Baghdad has proved most bloody with 942 deaths. Some 674 died in Anbar province, home to Falluja and Ramadi, and then Najaf with 528, according to a neatly maintained file in the operations room.
So the murders are by no means confined to Anbar province – but are mainly in the capital. You can see why in this heart-wrenching story from the NYT today. I don’t have data on the rate of these murders or killings or accidents. But extrapolate the death rate to a country as big as the U.S. and you’ll get 35,000 civilian deaths in five months or so: two 9/11s a month. Does anyone think that that level of fear, anarchy and insecurity is conducive to a transition to democracy? I should reiterate. Some would use these stats to denigrate the war effort as a whole. That is not my point. My point is to offer some kind of criticism to help make this liberation work. I never believed it would be easy. But it seems to me that the lack of security in that poor country is making our goals all but impossible. How do we beef up that security? That’s the question.
HANSON ON IRAQ: VDH’s latest essay is a really good one; and I couldn’t be more in agreement about the necessity of hanging in there and turning Iraq around. But even VDH concedes that there is “increasing chaos in the country,” and says:
It is true that parts of Iraq are unsafe and that terrorists are flowing into the country; but there is no doubt that the removal of Saddam Hussein is bringing matters to a head. Islamic fascists are now fighting openly and losing battles, and are increasingly desperate as they realize the democratization process slowly grinds ahead leaving them and what they have to offer by the wayside. Iran, Syria, Lebanon, and others must send aid to the terrorists and stealthy warriors into Iraq, for the battle is not just for Baghdad but for their futures as well.
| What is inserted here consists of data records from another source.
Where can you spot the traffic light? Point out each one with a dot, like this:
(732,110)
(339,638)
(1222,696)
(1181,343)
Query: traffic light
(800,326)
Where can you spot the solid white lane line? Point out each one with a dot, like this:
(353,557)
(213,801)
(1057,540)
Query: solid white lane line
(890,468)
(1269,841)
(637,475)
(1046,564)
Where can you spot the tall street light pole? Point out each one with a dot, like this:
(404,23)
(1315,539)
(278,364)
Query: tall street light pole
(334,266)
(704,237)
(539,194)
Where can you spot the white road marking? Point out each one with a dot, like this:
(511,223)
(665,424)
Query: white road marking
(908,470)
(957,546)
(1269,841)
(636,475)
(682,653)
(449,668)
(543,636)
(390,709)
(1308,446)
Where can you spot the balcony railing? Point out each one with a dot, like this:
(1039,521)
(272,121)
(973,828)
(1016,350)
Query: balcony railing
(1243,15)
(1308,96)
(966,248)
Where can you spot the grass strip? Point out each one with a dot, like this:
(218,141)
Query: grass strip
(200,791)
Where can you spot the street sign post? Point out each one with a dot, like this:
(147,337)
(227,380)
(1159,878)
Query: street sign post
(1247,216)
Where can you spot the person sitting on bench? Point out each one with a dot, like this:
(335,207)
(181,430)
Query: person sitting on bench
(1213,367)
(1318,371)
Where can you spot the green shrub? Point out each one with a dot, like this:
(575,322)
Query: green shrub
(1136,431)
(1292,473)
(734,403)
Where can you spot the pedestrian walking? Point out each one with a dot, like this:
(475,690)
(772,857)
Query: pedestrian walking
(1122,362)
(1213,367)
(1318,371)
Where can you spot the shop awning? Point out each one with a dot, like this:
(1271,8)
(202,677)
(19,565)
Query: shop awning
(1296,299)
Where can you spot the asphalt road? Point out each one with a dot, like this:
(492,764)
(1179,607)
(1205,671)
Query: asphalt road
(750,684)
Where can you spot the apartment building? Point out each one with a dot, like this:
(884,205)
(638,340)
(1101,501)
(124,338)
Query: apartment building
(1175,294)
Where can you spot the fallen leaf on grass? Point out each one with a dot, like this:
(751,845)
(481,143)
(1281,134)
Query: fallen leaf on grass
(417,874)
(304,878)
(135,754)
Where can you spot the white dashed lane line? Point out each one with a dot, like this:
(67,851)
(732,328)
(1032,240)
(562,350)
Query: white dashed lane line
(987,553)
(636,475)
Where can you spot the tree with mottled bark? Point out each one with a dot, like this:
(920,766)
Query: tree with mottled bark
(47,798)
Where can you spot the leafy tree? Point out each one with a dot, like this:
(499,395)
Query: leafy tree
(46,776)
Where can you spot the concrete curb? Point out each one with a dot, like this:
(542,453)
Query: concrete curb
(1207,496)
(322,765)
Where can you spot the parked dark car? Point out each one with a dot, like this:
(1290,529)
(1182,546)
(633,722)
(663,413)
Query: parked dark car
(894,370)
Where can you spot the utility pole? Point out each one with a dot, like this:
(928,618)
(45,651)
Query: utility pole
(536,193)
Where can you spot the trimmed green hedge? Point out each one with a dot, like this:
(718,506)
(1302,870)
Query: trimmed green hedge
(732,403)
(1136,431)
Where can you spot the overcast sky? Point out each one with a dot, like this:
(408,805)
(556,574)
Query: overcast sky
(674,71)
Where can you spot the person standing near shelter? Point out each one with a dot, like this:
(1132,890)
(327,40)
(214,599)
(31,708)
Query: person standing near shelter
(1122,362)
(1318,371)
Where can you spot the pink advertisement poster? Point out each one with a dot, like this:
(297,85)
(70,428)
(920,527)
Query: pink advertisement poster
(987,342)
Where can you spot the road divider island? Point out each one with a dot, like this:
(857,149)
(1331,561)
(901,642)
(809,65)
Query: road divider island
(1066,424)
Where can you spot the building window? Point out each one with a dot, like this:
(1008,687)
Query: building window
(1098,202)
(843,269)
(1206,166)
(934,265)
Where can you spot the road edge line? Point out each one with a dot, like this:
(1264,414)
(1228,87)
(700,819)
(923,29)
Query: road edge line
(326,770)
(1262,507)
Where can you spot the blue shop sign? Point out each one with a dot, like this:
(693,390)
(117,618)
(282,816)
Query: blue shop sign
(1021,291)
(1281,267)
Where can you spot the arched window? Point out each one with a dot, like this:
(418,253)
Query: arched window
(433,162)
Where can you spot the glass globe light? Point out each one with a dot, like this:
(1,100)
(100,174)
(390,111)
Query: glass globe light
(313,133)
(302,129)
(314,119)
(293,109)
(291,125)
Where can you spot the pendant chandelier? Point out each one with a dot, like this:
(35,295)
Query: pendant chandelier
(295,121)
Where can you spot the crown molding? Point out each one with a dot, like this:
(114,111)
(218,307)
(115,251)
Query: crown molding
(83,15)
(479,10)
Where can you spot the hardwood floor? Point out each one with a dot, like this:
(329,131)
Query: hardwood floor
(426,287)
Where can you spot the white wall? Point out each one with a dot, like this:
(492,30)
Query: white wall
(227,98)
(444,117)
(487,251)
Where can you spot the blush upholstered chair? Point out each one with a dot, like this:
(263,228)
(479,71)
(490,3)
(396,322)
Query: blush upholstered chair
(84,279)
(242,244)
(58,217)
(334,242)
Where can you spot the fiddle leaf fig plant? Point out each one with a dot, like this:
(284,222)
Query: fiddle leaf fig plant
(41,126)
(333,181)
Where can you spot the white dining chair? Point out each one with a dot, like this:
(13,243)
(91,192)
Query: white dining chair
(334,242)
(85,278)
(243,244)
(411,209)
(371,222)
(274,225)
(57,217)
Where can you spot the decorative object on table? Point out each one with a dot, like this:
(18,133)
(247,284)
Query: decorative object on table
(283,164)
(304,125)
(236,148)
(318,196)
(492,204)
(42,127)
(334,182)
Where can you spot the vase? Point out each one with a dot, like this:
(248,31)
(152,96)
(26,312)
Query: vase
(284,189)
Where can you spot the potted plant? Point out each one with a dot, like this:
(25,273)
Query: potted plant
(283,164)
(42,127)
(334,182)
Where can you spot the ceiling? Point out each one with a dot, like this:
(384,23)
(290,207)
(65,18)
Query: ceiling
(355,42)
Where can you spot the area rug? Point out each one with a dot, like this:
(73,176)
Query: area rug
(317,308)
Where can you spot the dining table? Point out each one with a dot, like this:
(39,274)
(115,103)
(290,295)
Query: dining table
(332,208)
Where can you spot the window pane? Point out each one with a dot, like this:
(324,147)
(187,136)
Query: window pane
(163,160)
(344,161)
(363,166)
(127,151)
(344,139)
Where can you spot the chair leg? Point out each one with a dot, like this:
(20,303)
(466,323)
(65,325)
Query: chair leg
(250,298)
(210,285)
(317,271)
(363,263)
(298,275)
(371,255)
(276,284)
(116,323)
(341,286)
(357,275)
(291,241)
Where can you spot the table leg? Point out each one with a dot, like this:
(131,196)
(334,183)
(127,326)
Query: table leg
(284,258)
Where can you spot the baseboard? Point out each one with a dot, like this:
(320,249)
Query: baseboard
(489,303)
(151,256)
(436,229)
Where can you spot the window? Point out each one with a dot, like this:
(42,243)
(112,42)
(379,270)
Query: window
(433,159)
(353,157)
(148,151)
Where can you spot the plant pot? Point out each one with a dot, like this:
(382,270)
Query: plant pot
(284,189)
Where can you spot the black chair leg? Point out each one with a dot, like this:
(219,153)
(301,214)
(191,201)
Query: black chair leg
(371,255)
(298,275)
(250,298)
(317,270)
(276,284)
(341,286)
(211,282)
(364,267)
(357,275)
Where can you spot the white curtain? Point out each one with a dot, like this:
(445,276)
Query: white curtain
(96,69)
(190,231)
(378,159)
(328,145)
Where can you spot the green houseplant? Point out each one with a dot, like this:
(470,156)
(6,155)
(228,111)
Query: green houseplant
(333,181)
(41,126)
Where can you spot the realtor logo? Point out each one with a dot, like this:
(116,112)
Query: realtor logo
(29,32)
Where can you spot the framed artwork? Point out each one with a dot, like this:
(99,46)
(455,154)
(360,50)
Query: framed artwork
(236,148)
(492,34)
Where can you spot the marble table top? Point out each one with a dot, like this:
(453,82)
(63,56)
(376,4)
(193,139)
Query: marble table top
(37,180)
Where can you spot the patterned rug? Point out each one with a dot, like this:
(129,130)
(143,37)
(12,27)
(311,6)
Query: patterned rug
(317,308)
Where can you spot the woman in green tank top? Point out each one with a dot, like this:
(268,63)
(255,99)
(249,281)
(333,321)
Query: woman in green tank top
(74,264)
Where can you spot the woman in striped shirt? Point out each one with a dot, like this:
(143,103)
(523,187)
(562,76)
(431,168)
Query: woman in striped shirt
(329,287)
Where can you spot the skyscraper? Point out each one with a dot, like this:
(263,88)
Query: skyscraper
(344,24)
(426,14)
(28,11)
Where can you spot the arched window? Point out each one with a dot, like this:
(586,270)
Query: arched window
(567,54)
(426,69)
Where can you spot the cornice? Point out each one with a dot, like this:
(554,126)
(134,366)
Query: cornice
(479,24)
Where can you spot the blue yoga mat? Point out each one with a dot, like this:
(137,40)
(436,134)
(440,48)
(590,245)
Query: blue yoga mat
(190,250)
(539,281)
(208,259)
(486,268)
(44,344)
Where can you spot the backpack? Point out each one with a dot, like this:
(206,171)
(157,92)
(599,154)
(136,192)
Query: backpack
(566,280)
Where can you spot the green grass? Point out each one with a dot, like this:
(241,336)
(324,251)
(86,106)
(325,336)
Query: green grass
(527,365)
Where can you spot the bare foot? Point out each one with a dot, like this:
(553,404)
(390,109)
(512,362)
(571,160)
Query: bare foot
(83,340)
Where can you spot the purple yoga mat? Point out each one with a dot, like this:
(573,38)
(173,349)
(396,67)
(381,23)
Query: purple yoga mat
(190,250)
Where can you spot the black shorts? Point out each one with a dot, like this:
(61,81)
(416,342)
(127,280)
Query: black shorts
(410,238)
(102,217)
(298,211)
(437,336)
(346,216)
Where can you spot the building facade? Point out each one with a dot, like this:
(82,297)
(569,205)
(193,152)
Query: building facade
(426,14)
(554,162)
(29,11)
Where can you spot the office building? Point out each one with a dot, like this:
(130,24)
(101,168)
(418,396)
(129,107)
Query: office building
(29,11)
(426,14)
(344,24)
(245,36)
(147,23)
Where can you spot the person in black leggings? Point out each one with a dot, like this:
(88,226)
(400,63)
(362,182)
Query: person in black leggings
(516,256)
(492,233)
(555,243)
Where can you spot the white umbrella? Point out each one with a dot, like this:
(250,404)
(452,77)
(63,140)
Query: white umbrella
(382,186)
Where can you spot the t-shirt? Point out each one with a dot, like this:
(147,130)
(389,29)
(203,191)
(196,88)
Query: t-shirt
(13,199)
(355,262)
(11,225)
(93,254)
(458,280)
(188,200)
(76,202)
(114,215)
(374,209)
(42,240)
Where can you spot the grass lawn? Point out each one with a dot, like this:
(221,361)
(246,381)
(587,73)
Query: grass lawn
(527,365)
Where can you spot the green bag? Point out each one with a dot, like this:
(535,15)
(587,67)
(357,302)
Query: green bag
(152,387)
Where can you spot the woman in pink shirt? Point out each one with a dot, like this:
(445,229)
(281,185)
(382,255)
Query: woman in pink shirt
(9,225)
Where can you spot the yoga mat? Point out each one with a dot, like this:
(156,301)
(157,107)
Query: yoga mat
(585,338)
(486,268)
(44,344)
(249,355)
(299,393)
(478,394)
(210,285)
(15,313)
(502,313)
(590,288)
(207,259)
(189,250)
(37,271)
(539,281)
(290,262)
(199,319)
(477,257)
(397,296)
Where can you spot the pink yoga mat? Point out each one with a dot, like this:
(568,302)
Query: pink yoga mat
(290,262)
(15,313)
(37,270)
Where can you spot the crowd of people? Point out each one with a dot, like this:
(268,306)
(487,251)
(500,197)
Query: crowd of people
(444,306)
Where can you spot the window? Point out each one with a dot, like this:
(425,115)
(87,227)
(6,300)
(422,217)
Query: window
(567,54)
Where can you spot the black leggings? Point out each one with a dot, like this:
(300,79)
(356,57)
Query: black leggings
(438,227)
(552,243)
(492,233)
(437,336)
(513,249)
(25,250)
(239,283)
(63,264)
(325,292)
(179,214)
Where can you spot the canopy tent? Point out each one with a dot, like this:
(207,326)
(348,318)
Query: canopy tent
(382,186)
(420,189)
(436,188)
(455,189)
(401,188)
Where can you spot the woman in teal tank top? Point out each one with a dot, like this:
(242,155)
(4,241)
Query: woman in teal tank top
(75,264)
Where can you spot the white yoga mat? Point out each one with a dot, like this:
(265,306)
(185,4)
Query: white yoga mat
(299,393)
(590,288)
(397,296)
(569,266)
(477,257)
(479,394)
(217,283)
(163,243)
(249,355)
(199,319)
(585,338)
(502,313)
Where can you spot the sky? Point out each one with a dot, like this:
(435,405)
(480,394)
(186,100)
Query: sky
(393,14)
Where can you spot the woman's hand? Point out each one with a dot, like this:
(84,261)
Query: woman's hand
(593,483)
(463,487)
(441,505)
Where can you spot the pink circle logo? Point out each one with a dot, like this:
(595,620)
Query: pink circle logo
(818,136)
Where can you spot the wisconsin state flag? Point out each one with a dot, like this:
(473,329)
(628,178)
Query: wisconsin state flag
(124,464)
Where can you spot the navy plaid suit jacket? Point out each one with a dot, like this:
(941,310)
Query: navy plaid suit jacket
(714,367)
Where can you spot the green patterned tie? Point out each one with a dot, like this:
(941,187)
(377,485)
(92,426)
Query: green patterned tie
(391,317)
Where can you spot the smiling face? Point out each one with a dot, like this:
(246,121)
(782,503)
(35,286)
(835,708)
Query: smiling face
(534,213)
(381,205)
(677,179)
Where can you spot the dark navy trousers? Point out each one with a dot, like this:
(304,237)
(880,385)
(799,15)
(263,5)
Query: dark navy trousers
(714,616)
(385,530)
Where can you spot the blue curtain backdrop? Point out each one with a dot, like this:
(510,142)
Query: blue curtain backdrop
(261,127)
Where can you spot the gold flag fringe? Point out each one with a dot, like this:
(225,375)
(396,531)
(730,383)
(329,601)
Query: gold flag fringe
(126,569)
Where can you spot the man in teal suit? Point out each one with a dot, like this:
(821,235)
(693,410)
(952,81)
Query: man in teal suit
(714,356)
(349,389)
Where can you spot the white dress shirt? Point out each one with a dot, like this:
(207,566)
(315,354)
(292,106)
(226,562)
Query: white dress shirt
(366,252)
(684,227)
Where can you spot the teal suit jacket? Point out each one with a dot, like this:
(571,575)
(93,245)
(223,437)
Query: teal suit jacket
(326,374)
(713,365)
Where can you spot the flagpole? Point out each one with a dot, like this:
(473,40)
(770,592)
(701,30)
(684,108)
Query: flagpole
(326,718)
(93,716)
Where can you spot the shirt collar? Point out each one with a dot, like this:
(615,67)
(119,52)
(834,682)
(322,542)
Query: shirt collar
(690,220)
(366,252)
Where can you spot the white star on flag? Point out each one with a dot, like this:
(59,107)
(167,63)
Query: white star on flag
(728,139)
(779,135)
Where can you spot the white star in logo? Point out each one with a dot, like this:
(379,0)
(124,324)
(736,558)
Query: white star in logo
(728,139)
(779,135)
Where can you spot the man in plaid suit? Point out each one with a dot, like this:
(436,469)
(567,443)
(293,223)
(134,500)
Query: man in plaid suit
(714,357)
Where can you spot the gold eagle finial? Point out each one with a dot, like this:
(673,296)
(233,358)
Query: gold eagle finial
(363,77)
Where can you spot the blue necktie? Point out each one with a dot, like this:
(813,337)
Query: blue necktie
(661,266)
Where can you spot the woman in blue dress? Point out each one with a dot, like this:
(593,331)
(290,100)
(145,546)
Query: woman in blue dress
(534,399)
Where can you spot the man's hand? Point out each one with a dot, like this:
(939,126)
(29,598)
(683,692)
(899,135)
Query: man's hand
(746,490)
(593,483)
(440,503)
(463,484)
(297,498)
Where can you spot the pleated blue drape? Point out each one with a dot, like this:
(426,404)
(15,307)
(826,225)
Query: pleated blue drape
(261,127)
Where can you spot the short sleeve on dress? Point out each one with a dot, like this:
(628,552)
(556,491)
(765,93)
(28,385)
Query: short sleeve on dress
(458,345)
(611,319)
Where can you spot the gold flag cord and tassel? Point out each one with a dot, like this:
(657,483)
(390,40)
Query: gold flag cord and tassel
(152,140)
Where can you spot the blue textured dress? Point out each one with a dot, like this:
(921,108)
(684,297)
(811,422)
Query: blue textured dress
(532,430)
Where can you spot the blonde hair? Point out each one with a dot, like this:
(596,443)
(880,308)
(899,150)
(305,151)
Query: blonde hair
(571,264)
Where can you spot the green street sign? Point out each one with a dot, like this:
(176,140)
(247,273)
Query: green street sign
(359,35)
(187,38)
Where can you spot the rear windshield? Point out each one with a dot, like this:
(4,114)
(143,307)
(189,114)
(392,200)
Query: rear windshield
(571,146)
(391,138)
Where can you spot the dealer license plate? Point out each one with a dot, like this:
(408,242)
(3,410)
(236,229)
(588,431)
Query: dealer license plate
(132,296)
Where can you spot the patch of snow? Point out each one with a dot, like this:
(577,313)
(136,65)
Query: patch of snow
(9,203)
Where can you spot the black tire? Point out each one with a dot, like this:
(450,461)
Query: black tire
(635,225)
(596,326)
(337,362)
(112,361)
The world’s attention is turning to Syria’s occupation of Lebanon and Iran’s nukes, a new scrutiny predicated on American initiatives and persistence, and easily evaporated by a withdrawal from Iraq. So by taking the fight to the heart of darkness in Saddam’s realm, we have opened the climactic phase of the war, and thereupon can either win or lose far more than Iraq.
Sure. But do we have the means to accomplish what we have engaged upon? Do we have enough troops? Have we botched the critical political element? Why do polls show overwhelming hostility to American forces among Iraqis? Isn’t Bush ignoring Iran? Why have we not sealed the borders? Why have we been unable to disburse even a tiny fraction of the money apportioned to reconstruction? These are the critical questions; and it’s telling that Hanson doesn’t address them. Neither does the president. My guess is that we are soon going to have to make a huge new investment of manpower and money to wrench Iraq away from a looming civil war or chaos. We will have to do this because we didn’t do it a year and a half ago. It angers me that it has taken this administration over a year to find that out.